I therefore find that the district properly discharged its “stay put” obligations to Tallulah during the summer 2011 in compliance with 20 U.S.C.§1415(j) and 603 CMR 28.08 (7) by offering her 1:1 tutoring services by district personnel consistent with and/or exceeding those set out in her last accepted IEP.
The Parent is not entitled to reimbursement for out-of-pocket expenses she incurred in arranging for individual tutoring services for the Student at the Commonwealth Learning Center during the summer 2011.
By the Hearing Officer
Dated: January 30, 2012
“Tallulah” is a pseudonym chosen by the Hearing Officer to protect the privacy of the Student in documents available to the public.
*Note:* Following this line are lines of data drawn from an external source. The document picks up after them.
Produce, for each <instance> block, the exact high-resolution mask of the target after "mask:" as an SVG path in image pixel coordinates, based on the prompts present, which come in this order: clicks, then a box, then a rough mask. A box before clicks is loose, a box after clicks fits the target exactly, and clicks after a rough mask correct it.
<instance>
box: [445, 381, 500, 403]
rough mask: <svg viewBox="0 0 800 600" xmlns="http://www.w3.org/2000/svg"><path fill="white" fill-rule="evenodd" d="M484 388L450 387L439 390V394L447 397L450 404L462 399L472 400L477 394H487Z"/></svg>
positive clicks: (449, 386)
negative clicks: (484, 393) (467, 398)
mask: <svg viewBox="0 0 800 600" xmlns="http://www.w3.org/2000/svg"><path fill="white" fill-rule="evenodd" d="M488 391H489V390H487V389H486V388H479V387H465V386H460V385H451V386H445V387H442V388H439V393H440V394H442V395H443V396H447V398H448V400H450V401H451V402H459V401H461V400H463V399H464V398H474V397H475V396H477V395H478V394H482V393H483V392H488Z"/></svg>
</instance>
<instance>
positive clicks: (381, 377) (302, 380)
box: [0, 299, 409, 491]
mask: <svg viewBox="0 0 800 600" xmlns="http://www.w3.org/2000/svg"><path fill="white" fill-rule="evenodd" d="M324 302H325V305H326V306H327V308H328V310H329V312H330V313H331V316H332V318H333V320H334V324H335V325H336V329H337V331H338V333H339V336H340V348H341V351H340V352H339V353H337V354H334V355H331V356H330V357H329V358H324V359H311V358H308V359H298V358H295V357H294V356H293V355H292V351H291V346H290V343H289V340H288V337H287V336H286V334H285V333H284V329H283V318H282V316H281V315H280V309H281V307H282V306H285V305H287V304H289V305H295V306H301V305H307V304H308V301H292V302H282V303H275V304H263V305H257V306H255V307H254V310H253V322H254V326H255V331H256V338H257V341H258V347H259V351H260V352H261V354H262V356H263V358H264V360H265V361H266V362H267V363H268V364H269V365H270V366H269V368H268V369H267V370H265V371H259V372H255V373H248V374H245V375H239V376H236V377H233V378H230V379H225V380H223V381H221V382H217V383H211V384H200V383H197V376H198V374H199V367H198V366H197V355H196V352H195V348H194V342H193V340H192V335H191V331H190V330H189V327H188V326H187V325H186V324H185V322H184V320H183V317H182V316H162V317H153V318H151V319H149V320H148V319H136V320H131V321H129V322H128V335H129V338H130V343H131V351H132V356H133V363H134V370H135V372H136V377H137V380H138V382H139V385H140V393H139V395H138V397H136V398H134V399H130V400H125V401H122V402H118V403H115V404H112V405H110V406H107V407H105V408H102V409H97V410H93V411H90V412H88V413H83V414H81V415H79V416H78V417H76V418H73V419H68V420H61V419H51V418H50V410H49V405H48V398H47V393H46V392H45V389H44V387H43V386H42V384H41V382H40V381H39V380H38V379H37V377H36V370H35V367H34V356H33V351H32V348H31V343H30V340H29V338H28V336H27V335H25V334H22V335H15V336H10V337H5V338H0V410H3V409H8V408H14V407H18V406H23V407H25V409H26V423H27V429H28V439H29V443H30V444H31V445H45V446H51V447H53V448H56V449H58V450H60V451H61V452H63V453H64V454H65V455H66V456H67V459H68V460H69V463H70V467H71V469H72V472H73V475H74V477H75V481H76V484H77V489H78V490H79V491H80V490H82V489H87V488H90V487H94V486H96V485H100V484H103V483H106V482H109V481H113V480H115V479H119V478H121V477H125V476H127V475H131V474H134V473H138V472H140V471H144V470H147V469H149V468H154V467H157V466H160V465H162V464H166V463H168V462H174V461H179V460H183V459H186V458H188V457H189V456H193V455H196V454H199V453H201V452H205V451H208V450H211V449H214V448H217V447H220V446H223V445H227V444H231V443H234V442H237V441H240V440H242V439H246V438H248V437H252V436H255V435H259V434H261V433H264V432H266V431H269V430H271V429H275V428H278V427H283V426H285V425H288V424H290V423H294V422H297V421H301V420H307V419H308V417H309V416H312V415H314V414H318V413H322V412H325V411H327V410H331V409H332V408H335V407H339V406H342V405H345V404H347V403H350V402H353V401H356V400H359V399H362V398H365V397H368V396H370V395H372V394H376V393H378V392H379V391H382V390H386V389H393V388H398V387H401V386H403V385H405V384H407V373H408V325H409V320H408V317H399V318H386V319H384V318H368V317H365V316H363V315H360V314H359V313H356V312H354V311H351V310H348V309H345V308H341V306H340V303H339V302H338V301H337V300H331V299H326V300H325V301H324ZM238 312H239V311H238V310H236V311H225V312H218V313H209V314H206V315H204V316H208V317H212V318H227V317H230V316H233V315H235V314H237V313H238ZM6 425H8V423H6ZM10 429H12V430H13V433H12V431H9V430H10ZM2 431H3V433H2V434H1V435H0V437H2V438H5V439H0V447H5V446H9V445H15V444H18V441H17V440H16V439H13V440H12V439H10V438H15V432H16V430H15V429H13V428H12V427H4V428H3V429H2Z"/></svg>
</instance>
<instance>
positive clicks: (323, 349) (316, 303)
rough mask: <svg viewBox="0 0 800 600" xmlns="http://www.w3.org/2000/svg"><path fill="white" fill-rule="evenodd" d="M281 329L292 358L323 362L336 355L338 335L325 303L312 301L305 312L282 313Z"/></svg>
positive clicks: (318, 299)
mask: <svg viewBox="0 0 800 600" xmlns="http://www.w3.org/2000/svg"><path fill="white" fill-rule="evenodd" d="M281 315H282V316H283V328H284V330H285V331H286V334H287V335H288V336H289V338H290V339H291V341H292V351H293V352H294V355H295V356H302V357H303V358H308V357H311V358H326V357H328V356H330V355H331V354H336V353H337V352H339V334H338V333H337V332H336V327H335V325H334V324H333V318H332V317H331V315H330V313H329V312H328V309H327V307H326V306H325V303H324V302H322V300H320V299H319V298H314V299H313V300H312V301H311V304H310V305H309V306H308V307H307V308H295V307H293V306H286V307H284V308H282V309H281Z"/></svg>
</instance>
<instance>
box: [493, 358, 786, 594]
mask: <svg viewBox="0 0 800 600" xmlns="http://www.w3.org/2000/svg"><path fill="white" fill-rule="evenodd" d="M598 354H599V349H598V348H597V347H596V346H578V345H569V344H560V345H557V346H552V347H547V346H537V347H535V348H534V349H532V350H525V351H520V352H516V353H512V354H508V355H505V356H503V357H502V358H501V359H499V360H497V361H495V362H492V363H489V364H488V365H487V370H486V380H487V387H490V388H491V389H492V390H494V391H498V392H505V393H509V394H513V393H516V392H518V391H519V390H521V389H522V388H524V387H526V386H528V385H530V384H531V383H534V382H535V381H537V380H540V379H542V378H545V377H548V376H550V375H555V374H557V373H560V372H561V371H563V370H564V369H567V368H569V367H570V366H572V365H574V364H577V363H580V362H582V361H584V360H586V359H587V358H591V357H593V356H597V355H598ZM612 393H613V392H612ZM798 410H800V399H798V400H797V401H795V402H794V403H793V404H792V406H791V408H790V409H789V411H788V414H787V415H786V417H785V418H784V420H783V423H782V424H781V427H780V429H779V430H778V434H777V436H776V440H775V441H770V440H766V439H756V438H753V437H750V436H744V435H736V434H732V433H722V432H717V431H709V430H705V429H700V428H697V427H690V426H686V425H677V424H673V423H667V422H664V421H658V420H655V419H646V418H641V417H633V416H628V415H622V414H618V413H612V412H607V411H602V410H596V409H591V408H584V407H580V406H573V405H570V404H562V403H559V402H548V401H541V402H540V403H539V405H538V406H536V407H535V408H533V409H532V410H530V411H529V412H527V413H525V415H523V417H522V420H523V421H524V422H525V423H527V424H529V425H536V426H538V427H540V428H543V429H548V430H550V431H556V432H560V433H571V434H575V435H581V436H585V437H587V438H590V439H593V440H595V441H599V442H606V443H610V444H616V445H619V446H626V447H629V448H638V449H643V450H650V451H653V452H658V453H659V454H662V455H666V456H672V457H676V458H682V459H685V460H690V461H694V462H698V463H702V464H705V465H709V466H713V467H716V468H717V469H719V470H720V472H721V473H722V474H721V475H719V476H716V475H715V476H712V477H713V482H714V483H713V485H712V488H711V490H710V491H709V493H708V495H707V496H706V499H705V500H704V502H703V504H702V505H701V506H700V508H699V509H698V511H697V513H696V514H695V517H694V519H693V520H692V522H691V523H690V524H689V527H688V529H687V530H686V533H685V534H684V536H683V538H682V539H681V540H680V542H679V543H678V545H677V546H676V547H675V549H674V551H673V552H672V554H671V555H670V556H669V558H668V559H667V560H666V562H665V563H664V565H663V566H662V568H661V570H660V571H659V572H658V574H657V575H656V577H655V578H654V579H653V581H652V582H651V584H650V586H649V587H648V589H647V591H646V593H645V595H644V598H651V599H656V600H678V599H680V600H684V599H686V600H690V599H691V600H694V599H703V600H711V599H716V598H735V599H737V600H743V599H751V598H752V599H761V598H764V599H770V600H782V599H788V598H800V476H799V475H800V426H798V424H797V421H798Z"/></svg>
School year services are not relevant to the issue presented for Decision in this matter and will not be discussed.
The federal stay put protections are set out at 20 U.S.C.§1415(j):
during the pendency of any proceedings conducted pursuant to this section, unless the State or local education agency and the parents otherwise agree, the child shall remain in the then-current education placement of the child;
and at 34 CFR §300.518:
unless the State and local agency and the parents of the child agree otherwise, the child involved in the complaint must remain in his or her current educational placement.
See discussion of stay-put protections (which remained the same from the IDEA to IDEA 2004) in Verhoeven v. Brunswick School Committee , 207 F.3d I (1st Cir. 1999).
603 CMR 28.8(7) provides:
In accordance with state and federal law, during the pendency of any dispute regarding placement or services the eligible student shall remain in his or her then current education program and placement unless the parents and the school district agree otherwise.